In fact, there are reports that this is the legal advice that May received with an attempt to get this information in the public domain.

May can halt Britain's exit for now by withdrawing notification of the UK's intention to leave. No doubt some Leavers would see this as betrayal, but they would be wrong.

May's team has been hopelessly outflanked by the EU. The government needs time to get the details of our future strategy right - hitting the brakes now with a view to restarting the engine later does not disrespect the EU Referendum result. Voters were not promised Brexit at any cost, but a deal that would benefit Britain. The more this seems unlikely to be achieved, the more May's government should rethink their plans to respect the Referendum result more, not less.
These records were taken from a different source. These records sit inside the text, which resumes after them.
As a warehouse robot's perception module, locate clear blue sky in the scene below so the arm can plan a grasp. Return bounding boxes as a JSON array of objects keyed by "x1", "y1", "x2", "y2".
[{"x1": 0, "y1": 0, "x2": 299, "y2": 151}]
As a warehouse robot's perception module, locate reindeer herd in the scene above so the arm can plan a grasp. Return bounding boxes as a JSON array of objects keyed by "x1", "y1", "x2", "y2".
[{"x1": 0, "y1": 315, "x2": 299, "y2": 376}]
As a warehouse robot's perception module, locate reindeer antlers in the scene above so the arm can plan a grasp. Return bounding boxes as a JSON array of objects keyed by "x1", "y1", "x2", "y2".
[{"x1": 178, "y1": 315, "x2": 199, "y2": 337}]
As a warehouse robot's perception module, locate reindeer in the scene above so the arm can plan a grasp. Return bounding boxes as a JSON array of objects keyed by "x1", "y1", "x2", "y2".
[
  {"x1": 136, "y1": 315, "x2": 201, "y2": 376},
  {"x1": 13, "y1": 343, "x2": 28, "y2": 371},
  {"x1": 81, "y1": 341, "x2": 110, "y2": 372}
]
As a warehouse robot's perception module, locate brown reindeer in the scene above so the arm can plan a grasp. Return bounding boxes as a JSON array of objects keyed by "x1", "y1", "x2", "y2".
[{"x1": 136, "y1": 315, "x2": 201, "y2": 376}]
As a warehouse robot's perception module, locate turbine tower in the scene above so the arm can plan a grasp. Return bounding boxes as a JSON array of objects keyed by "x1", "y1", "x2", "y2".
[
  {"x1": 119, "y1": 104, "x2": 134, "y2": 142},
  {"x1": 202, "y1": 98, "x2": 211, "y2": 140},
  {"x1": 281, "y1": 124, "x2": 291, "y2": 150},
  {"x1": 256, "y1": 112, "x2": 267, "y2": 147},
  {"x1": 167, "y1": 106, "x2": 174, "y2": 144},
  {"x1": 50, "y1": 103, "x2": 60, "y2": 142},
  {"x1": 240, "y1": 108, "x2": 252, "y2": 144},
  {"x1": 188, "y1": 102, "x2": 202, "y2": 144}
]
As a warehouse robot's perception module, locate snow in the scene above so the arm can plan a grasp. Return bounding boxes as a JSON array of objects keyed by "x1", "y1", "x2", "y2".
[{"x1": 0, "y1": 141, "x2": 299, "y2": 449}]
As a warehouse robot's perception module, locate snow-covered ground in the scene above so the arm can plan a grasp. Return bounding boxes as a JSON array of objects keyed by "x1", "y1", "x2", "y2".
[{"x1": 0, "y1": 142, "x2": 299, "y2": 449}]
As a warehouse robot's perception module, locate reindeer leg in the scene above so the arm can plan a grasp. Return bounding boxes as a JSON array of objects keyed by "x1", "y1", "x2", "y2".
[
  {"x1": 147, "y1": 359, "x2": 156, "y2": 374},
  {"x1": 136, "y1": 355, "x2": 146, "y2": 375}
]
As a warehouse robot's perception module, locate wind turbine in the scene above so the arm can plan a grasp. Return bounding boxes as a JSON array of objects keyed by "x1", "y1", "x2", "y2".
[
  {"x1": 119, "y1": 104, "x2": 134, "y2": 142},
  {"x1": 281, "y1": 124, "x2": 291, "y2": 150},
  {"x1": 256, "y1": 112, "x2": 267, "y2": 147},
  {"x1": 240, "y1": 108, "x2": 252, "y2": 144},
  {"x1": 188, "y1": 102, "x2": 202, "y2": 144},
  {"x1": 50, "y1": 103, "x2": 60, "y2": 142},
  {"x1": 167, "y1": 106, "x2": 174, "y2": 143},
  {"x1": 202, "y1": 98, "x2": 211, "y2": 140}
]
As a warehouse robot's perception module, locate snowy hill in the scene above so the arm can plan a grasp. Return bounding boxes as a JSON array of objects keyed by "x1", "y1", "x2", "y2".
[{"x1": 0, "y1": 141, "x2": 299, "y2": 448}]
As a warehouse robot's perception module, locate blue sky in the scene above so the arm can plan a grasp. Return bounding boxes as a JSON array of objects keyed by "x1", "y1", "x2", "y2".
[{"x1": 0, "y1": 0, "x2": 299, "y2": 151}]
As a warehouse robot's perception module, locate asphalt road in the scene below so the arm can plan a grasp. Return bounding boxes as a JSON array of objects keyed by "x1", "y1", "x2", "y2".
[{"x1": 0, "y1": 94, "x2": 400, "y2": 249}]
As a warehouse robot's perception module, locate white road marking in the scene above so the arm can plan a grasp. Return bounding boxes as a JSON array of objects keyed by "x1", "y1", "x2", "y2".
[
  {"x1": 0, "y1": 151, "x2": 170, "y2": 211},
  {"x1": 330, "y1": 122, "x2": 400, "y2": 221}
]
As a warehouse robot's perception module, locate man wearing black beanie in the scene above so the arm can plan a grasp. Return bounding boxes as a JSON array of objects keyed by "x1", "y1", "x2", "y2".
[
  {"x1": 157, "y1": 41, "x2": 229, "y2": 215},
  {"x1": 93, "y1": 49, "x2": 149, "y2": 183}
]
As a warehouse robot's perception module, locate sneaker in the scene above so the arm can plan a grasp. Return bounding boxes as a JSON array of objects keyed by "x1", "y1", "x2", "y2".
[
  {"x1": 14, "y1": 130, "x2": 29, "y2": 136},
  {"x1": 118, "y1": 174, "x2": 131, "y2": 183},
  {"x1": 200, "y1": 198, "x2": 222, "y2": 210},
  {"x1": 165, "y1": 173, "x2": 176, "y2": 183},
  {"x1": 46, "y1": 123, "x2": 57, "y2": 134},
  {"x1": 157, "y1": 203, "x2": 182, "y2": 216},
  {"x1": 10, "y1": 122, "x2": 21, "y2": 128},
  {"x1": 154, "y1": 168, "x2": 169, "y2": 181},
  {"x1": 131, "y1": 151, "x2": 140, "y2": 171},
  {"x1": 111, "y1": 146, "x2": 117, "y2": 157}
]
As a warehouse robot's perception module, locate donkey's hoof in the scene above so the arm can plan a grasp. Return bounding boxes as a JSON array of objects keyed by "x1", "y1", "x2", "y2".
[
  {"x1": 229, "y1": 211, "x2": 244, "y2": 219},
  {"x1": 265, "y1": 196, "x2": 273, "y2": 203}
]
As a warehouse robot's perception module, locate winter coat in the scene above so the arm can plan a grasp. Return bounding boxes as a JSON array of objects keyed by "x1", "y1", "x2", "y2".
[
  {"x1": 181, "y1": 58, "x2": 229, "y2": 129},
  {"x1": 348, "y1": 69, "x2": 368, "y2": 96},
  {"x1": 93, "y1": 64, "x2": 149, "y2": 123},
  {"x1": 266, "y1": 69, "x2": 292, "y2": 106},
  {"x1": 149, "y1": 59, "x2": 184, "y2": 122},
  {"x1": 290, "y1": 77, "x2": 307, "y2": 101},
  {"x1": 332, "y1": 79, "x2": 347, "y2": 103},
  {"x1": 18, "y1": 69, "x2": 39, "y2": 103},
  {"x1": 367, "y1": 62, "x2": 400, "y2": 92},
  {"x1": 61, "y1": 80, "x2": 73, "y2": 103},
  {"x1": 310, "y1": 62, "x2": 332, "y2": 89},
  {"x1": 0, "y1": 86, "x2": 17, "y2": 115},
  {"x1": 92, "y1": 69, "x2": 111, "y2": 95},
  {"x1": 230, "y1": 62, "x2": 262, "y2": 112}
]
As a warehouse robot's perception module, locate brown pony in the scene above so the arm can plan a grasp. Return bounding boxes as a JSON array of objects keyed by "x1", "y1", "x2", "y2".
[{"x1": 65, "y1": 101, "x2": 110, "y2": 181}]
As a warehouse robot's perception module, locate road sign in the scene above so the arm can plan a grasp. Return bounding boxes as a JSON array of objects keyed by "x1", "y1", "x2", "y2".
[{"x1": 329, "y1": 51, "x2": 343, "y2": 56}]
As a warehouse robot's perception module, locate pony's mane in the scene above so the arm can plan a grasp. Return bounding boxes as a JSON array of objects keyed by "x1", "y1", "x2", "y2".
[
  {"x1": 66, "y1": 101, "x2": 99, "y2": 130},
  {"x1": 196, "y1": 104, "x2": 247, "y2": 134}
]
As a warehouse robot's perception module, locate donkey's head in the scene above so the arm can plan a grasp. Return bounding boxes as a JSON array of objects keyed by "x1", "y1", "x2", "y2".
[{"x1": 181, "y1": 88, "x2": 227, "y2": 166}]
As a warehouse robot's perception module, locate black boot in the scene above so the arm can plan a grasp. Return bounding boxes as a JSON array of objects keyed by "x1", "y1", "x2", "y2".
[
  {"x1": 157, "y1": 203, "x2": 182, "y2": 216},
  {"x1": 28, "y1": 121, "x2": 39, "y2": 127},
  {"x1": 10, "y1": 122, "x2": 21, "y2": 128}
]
Whatever 'Brexit' people voter for, they will get something very different. To that effect, Brexit looks increasingly unlikely to happen. (I'm not the only one who thinks this.) No £350 million per week for the NHS, no end to free movement from Brexit day, no new points based immigration system -- the list grows of promises made to win votes broken from within hours of the referendum result.

But I doubt the PM will give this option much thought. After starting talks by clearing the table of most options for negotiating, May has left little to bargain with - and so finds her ministers walking around Brussels empty-handed with little to show for nearly a year of their efforts. To change course now would be yet another u-turn undermining once more her claim to offer 'strong and stable' leadership that looks more weak and wobbly by the day.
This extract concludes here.